Permutation Tests

Having found a pattern in data, it is natural to wonder whether that pattern is so unusual that it would be unlikely to arise by chance. This lab introduces one approach to this problem--the permutation test. But first, you need some basics.

A statistic and its sampling distribution

All data have noise. They are noisy because of measurement error, because of sampling error, and because of unpredictable factors involved in the phenomena we study. This is why we need statistical methods in the first place. Things that we calculate from data are called statistics. Familiar examples include the mean and variance of a sample. Because they are based on noisy data, statistics are noisy too. In this context, "noise" refers to random variation. Scientists deal with such randomness using probability theory, and you should be familiar with that before reading further. (See Just Enough Probability.)

Scientific hypotheses are often tested by comparing a statistic to its sampling distribution. To get this idea across, we re-visit a simple problem: that of tossing a coin. As you learned in Just Enough Probability, John Kerrich tossed a coin 10,000 times and observed 5070 heads. This number is a statistic. How could we use it to test a hypothesis?

Suppose we suspected that Kerrich's coin was slightly unfair, that the probability (p) of heads was 0.45 on each toss. To test this idea, we would need to know whether the value that Kerrich observed is unusual in similar experiments for which p really does equal 0.45. Suppose that we somehow managed to manufacture such a coin and then used it in 100,000 repetitions of Kerrich's experiment. Suppose in addition that in none of these was the number of heads as large as Kerrich's value, 5070. Then Kerrich's result would clearly rank as unusual, and this might lead us to doubt the original hypothesis that p=0.45. This is the reasoning that usually underlies tests of statistical hypotheses. The difficulty is that usually (as here) these repetitions are impossible to carry out. There is no way to manufacture a coin for which p is exactly 0.45. Even if that were possible, who would volunteer to toss that coin 100,000 X 10,000 = 1 billion times?
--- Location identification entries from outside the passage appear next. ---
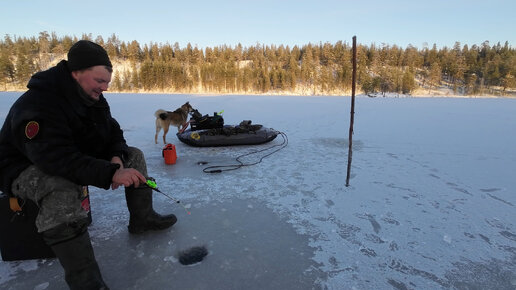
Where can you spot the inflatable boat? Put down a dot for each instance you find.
(228, 135)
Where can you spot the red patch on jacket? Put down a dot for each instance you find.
(31, 129)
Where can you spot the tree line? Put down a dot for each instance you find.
(323, 68)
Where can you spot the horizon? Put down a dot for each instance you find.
(229, 22)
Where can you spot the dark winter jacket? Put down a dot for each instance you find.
(72, 140)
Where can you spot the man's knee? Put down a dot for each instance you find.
(136, 160)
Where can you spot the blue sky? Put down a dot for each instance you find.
(290, 22)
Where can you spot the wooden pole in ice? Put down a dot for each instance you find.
(354, 75)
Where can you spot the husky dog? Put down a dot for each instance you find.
(177, 118)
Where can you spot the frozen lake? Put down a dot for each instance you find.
(432, 201)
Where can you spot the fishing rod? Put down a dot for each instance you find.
(151, 182)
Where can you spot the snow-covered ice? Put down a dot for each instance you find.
(431, 202)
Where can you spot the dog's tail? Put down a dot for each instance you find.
(162, 114)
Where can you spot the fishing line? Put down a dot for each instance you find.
(151, 182)
(222, 168)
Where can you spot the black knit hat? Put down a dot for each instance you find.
(84, 54)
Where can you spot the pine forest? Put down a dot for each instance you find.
(311, 69)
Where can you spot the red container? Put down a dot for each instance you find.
(169, 153)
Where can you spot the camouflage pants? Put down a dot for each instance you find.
(59, 199)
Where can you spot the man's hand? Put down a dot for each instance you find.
(117, 160)
(127, 177)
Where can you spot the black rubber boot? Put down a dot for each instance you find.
(142, 216)
(76, 257)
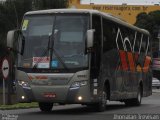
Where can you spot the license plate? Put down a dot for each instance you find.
(49, 95)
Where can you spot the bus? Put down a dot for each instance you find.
(79, 56)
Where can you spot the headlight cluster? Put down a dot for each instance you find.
(24, 84)
(78, 84)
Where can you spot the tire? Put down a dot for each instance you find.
(136, 101)
(46, 107)
(101, 105)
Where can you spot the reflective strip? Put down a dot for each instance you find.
(146, 64)
(131, 61)
(123, 60)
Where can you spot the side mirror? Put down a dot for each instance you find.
(11, 37)
(14, 38)
(90, 38)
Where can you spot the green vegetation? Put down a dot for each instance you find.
(150, 22)
(19, 106)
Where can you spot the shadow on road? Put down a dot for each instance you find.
(79, 110)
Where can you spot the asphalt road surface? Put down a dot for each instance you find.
(149, 110)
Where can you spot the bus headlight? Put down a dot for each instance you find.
(78, 84)
(24, 84)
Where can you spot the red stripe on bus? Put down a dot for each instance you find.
(131, 61)
(123, 60)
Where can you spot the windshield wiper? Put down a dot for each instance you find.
(54, 51)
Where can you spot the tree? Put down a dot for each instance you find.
(11, 13)
(150, 22)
Nonetheless, let's pretend that we had really done 100,000 repetitions of Kerrich's experiment under conditions that guarantee that p=0.45. We could calculate the number of heads from each repetition and then summarize these values using a frequency distribution. Since the number of repetitions was so large, this frequency distribution would approximate a special sort of probability distribution called a sampling distribution.
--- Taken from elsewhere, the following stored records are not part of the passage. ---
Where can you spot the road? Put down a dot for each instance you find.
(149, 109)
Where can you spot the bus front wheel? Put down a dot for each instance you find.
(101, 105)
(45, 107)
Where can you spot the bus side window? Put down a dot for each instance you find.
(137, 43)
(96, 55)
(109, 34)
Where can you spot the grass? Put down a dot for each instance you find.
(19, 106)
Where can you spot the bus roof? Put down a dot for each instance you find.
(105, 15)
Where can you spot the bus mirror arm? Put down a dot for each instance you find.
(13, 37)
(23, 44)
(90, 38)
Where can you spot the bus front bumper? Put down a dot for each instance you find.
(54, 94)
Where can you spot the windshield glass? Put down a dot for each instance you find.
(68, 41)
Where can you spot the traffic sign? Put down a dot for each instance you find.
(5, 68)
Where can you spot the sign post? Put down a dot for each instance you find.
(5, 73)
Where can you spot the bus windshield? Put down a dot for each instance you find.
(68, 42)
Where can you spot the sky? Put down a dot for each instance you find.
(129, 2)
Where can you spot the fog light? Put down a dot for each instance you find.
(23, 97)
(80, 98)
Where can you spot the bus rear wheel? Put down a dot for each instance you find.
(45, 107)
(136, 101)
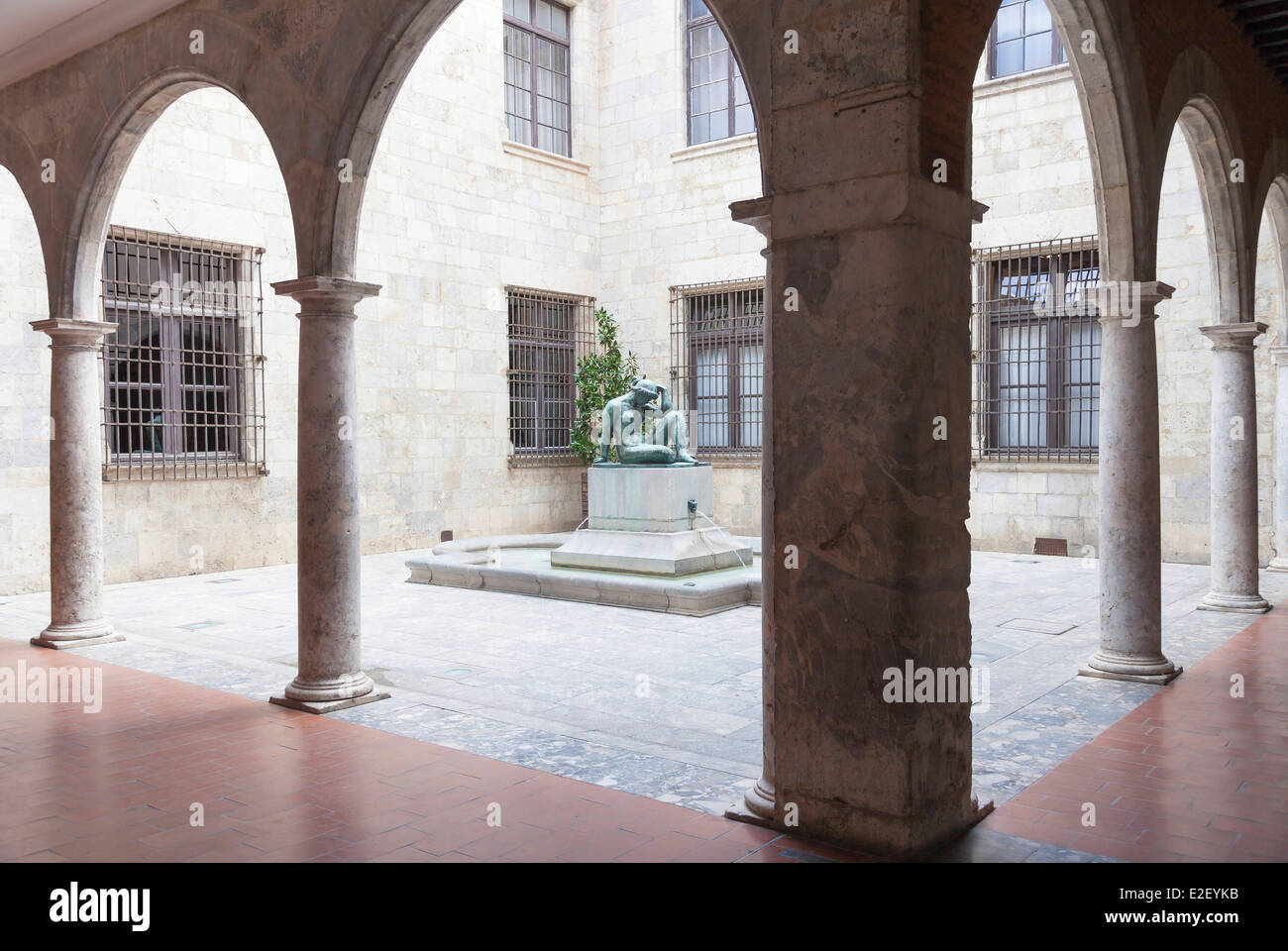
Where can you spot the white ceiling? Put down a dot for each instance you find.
(35, 34)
The sampling distribution of a statistic is its probability distribution, but only in a restricted sense: it is the probability distribution implied by a particular hypothesis. Different hypotheses imply different sampling distributions, even for the same statistic. In our example, we assumed that p=0.45. A different hypothesis would imply a different sampling distribution.

In short, a sampling distribution is the probability distribution of a statistic, as implied by a particular hypothesis.
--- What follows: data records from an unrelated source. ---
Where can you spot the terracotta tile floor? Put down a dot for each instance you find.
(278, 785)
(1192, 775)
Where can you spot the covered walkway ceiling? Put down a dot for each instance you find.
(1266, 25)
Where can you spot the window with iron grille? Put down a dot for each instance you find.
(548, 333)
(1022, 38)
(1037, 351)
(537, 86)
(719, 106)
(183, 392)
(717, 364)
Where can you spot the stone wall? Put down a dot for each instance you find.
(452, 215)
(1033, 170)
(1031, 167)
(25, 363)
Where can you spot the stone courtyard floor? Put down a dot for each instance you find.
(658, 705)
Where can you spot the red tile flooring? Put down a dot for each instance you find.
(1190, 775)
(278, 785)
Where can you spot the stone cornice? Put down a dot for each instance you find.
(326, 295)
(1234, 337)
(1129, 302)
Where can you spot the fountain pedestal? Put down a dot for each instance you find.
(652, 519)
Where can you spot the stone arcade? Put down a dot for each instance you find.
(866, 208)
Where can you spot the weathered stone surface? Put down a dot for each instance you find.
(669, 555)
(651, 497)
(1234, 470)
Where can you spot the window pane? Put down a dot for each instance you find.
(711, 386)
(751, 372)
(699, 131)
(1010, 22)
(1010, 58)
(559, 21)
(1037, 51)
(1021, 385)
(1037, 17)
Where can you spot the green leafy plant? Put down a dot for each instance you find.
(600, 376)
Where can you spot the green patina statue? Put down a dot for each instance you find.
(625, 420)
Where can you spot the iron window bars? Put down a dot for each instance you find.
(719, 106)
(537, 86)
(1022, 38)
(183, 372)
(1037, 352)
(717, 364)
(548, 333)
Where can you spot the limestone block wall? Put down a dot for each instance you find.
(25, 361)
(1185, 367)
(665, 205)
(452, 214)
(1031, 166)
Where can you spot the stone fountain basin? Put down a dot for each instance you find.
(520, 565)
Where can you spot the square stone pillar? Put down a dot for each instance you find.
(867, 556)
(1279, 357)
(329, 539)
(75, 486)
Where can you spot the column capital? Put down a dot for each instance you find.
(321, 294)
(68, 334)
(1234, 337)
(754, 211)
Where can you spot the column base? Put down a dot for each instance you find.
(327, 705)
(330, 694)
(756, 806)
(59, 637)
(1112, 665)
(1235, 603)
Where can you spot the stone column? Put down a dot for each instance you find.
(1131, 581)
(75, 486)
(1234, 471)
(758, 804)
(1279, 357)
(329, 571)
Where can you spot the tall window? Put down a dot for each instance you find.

Using sampling distributions to test hypotheses

Let us postpone the question of how one gets a sampling distribution. For the moment, our focus is on using one to test a hypothesis. It is sometimes useful to distinguish between a random variable and the particular values it may take. In this section, we use upper case for the former and lower case for the latter. Thus, X represents a random variable and has a probability distribution, but x is just a number.

The figure at the right shows two ways to graph the sampling distribution of a hypothetical statistic, X. In the top panel, the vertical axis shows the probability density function, f. Areas under the curve correspond to probabilities in the sampling distribution of X.

This density function shows that values are more likely to fall in the central region than in the shaded tail. If the observed value of our statistic falls in the shaded region, then either (a) we have observed an unusual chance event, or (b) our hypothesis and its implied sampling distribution are incorrect. When this happens, we say that the hypothesis has been rejected.

This does not mean it is wrong, for correct hypotheses may be rejected too. The probability of such an error is called alpha and is equal to the shaded area of the graph. To minimize these errors, we usually choose small values of alpha, such as 0.05 or 0.01. In the figure, I have set alpha to a very large value (0.1) so that the shading is easy to see.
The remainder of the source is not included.